Routine screening is intended to catch the development of
disease early enough for treatment to be beneficial. However,
screening can lead to harms such as incorrect diagnosis;
unnecessary diagnostic tests and treatment; anxiety,
psychological harm, and lost productivity; and unnecessary
radiation exposure from the X-rays used in mammography. On
balance, routine screening is usually recommended for a
population if the benefits (like early detection of dangerous
and treatable cancers) outweigh the harms.

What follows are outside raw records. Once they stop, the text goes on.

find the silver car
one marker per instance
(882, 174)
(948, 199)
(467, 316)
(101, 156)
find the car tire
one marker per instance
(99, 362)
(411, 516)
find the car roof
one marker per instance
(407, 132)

5)Breast cancer screening recommendations. There is consensus
on the benefit of screening mammography from many nationally
recognized groups. CHBRP states clinical guidelines from the
American Academy of Family Physicians (AAFP), American
Congress of Obstetrics and Gynecology (ACOG), American College
of Radiology (ACR), American Cancer Society (ACS), National
Comprehensive Cancer Network (NCCN), and USPSTF all recommend
mammography for breast cancer screening. Mammography is also
used in diagnosis, to follow up on a clinical finding or a
screening mammogram.
Currently, there are no clinical guidelines recommending the
use of DBT for breast cancer screening or diagnosis. The ACR
has found that DBT is no longer an investigational modality
and "improves key screening parameters compared to digital
mammography," but October 2015 ACS guidelines, as well as
recommendations from AAFP, ACOG, NCCN, and USPSTF have cited
insufficient evidence to recommend the use of DBT as a
screening tool for breast cancer. The recent USPSTF and ACS
recommendations on breast cancer screening were based on
systematic evidence reviews by experts.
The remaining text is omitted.